The human body is composed of billions of individual cells. Because these cells work together, I am what I am. Behind these bald facts is the wonder that composed of cells, as I am, that I work at all. Billions of cells all going about their respective business in an apparently uncontrolled and random fashion do so, for most of the time, in complete harmony. The randomness of cells is apparent only but is really controlled by chemical messengers we call hormones, and by individual cells ‘talking’ to each other. Truly, ‘we are fearfully and wonderfully made’ [Ps. 134.19].

In nature some organisms we count as primitive actually enjoy a level of sophisticated cellular ‘togetherness’ that makes our own look like an early version. For example, if I break down a sponge (and sponges are primitive) into its component cells, and then I suspend the cells in solution, the cells will find their way back to each other to reassemble themselves as a sponge. Sponge cells have the urge, as all cells do, to continue ‘to be’, no matter what.

Christian being

Christians are called to find their ‘being’ in Christ through his Body, the Church. We are ‘the Body of Christ, and severally members of each other’ [1 Cor. 12.27]. Like cells in a human body we are each a unit, complete in itself, yet without use or purpose alone. We are not able, truly, to exist without each other. Christ constantly calls the Church into being through the work of the Holy Spirit in order that we may grow ‘to mature manhood, the measure of the stature of Christ’ [Eph. 4.13].

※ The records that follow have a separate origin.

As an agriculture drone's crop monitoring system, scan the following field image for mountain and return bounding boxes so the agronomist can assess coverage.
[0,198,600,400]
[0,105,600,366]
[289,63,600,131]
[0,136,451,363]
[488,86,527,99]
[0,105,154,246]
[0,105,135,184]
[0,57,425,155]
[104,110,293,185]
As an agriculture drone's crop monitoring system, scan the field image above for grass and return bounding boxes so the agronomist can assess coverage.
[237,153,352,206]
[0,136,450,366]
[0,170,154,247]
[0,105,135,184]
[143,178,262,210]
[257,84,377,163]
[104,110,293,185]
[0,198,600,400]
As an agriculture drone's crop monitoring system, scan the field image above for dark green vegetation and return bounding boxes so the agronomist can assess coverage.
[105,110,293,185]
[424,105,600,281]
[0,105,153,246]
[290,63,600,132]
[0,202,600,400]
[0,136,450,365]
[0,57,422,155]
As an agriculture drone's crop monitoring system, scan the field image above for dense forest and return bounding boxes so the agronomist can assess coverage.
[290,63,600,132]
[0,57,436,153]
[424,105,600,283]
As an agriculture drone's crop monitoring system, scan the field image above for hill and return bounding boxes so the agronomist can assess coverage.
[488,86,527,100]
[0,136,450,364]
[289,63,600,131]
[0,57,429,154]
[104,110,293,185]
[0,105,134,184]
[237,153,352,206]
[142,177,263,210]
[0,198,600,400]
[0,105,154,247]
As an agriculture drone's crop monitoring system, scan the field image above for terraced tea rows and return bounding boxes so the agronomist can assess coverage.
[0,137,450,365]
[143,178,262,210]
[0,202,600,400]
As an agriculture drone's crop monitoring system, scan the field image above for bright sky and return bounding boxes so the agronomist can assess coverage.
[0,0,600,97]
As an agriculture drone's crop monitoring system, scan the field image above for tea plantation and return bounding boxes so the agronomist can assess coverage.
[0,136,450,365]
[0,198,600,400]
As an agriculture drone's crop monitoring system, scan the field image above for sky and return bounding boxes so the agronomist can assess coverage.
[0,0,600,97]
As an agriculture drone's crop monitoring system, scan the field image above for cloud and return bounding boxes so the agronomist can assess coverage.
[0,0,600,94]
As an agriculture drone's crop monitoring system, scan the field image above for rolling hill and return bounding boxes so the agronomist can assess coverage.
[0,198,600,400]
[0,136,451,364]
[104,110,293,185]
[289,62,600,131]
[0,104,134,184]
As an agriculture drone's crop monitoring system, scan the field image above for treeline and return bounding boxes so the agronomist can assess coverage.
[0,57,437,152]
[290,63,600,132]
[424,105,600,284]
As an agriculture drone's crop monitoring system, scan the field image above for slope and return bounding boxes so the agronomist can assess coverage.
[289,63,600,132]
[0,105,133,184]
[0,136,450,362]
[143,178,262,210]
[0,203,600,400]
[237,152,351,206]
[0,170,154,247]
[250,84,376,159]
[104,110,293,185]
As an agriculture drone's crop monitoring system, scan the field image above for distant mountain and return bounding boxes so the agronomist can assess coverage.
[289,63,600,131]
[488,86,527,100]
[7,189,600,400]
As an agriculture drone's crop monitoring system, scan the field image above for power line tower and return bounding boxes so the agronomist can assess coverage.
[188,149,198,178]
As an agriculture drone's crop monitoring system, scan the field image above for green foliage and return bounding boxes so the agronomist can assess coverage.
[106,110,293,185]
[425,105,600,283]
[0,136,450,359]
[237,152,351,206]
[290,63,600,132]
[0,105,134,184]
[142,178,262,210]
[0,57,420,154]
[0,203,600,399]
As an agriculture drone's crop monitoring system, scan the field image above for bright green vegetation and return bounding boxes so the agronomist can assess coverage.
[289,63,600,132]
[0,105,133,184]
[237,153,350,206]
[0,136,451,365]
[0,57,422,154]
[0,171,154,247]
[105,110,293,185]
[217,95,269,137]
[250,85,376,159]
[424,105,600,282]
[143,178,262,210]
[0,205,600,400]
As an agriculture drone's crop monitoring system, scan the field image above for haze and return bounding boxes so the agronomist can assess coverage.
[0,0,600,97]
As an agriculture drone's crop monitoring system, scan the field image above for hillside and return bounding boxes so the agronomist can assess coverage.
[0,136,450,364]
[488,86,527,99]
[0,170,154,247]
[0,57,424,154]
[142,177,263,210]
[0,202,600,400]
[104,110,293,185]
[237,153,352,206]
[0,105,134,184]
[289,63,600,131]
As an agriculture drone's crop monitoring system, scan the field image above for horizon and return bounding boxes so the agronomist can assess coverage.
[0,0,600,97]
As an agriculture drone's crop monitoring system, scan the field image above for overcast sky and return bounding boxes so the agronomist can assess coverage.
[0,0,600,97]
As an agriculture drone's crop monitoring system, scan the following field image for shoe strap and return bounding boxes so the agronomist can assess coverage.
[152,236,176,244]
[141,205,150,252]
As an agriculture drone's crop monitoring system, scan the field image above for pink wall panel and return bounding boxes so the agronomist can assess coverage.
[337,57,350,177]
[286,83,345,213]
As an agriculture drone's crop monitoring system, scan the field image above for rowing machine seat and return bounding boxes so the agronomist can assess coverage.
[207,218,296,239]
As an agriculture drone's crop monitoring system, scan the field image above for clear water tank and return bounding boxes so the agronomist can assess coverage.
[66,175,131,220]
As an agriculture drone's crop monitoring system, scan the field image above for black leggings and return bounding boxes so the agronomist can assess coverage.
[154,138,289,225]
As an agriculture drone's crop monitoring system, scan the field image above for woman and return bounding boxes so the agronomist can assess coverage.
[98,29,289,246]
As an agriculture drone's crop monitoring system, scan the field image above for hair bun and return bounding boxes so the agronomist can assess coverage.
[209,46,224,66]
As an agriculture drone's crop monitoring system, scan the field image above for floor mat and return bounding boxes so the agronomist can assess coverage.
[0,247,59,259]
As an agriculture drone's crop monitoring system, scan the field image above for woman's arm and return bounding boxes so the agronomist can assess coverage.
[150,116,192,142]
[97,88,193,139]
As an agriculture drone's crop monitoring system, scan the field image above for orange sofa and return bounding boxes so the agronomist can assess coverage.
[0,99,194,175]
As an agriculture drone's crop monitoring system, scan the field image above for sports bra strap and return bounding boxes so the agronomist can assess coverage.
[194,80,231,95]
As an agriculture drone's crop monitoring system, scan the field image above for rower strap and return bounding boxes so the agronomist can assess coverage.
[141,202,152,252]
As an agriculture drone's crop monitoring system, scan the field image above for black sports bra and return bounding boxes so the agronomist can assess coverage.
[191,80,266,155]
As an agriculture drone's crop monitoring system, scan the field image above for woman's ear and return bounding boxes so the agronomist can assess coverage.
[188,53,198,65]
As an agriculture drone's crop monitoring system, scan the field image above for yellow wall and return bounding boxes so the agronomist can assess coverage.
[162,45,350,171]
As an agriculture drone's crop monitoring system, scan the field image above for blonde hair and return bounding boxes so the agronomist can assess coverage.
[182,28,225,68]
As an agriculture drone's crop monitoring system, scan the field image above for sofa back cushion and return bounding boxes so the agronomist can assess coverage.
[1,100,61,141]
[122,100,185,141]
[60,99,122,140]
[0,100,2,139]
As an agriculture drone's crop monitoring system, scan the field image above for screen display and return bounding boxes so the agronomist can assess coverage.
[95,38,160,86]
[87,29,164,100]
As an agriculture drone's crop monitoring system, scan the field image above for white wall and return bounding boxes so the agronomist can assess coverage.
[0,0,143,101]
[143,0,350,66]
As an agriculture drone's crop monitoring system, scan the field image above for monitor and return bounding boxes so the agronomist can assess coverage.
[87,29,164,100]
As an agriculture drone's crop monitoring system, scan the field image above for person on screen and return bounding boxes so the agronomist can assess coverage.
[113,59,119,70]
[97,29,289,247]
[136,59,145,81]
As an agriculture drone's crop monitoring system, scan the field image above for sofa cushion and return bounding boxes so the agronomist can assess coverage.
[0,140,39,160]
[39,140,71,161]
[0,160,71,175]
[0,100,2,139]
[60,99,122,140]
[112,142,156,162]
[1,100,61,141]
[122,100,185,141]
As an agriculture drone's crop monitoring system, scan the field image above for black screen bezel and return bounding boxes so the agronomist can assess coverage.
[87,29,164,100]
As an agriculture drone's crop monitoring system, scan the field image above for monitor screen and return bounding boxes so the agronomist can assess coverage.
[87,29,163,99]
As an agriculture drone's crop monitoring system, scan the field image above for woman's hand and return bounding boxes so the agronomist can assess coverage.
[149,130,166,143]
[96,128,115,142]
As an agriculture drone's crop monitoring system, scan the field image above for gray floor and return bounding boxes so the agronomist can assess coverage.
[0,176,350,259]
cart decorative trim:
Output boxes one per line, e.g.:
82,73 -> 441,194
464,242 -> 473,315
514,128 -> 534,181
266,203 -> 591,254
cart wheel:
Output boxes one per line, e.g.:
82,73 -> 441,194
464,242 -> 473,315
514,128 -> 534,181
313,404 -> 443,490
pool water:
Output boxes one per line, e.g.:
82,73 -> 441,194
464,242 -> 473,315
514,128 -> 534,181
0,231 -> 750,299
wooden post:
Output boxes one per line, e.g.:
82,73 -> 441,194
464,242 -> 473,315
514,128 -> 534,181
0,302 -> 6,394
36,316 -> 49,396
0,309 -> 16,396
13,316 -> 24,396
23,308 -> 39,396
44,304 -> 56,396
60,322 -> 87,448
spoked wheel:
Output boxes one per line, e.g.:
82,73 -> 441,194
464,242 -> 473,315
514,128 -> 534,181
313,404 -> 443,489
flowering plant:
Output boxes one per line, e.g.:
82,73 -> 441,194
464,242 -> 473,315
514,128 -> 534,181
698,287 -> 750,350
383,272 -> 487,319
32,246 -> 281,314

It may be the case that, in the physical sense, as individuals we are complete. Yet we can only become what we are truly called to be, by God the Holy Trinity, by being in communion with him and each other as brothers and sisters in Christ. As the human body is what it is because the cells from which it is composed work together, so it is for the Church when we, its constituent parts, work in harmony.

Call to communion

It may be true that, in our local situation in the Church of England, we may sometimes feel like my sponge, as though someone has smashed us to pieces and we have become a disparate group of individual cells. Yet such is the imperative to be in communion with Christ and each other that we must devote more rather than less time to the achievement of this goal, no matter what.

We are called to practise, at all times and in all places, as far as in us lies, the virtues by which men and women are drawn to each other in communion. We are to become ‘connected’ in order that the Church may grow and nourish. I speak of the virtues of ‘cooperation’, doing things together; ‘interdependence’, the need for each other; and finally ‘loving openness’, to allow others into our lives and hearts.

These virtues do not come without risk, principally the risk of rejection. Yet it is only when we are prepared to take the risk that we stand any chance of fulfilling in ourselves, corporately and individually, that inspirational statement of St Athanasius that ‘God was made man so that man might become God.’